Tout sauf un mythe. Il y a deux façons de discréditer le Che : la première c’est de le présenter comme un bourreau sanguinaire avec un casier judiciaire chargé. C’est le tuer une seconde fois, symboliquement cette fois. La seconde, c’est de le transformer en super héros. Pour moi, le Che était un simple militant révolutionnaire avec ses forces et ses faiblesses. Le procès qu’on lui fait, c’est celui que l’on fait aux révolutions en général. Ce que je retiens de lui, c’est que c’était quelqu’un qui dérangeait. Il dérangeait l’URSS, le PC cubain, le capitalisme américain.

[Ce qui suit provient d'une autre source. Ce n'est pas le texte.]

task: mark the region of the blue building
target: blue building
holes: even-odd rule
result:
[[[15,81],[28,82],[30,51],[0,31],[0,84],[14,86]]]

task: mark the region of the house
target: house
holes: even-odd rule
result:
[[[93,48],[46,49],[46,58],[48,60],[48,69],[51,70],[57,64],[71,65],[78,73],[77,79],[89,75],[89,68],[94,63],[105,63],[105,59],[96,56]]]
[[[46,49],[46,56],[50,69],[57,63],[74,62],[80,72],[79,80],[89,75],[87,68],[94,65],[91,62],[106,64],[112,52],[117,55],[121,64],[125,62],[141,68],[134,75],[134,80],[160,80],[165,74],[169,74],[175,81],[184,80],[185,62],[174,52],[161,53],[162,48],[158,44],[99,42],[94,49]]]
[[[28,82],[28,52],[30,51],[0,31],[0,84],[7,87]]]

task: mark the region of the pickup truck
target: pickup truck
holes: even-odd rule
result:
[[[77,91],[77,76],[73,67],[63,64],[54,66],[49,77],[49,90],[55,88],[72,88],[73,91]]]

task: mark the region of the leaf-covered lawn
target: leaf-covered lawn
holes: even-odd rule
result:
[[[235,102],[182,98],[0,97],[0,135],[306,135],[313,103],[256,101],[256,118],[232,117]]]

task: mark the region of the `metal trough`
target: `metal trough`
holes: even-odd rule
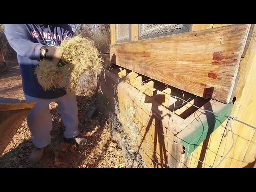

C’était aussi un guerrier…

C’est vrai, le Che a tué. Mais le présenter comme un tortionnaire est faux. Au contraire, il libérait ses adversaires voire les soignait ! Il a mené une guérilla sanglante contre la dictature de Batista, elle-même très sanglante. Les exécutions dont il est responsable, comme celle de Cabana, reflètent le dilemme de toute quête de liberté : certains innocents meurent dans la lutte pour accéder à la liberté. Ça a été écrit dans les biographies qui lui ont été consacrées, comme celles de Pierre Kalfon ou de Jean Cormier. Jacobo Machover, lui, tente de discréditer le Che sur sa vie pour, en fait, faire le procès de la révolution.

Et vous, dans votre livre ?

Michael Löwy et moi n’avons pas écrit une biographie du Che. Nous nous sommes intéressés à sa pensée politique, alors que toutes les critiques tentent au contraire de dévitaliser le Che, de faire croire qu’il n’avait pas de pensée propre. Sauf qu’avant de prendre les armes, il avait pris la plume.

Comment avez-vous découvert le Che ?

A 14 ans, comme tous les ados, je portais des T-shirts à son effigie sans savoir vraiment qui c’était ni ce qu’il pensait. Jusqu’à ce que des militants de la LCR me mettent ses écrits entre les mains. Dedans, on retrouve bien sûr le thèmes de la violence et de la haine, comme facteurs de la lutte sociale. Ce qu’il écrit fait froid dans le dos, mais il faut le replacer dans son contexte historique de lutte contre une dictature. Contrairement à ce qui est souvent dit, la violence révolutionnaire est une réaction face à la violence subie. Le Che, avant de prendre les armes, a épuisé toutes les solutions démocratiques. Il n’a pas tué pour tuer, mais pour combattre une dictature.

Une icône marxiste utilisée à des fins mercantiles, ça vous irrite ?

Ah, c’est une des curiosités de l’histoire… Mais je pense que les révolutionnaires ne sont pas mal à l’aise avec ça. Ce sont plutôt les capitalistes qui devraient l’être, en commercialisant l’image de quelqu’un qui les combat. Je pense par ailleurs que voir le Che en T-shirt, ce Robin des bois rouge, peut peut-être donner envie aux jeunes de découvrir qui il était et quelle était sa pensée. Quant à moi, je ne suis ni guévariste, ni trotskiste. Je suis un militant révolutionnaire du XXIe siècle qui traite de la pensée du Che et qui sait prendre mes distances par rapport à elle.

Olivier Besancenot - Michael Löwy
Che Guevara, une braise qui brûle encore, Mille et une nuits, 2007.

P.-S.

Article paru dans Metro International, édition du 8 octobre 2007.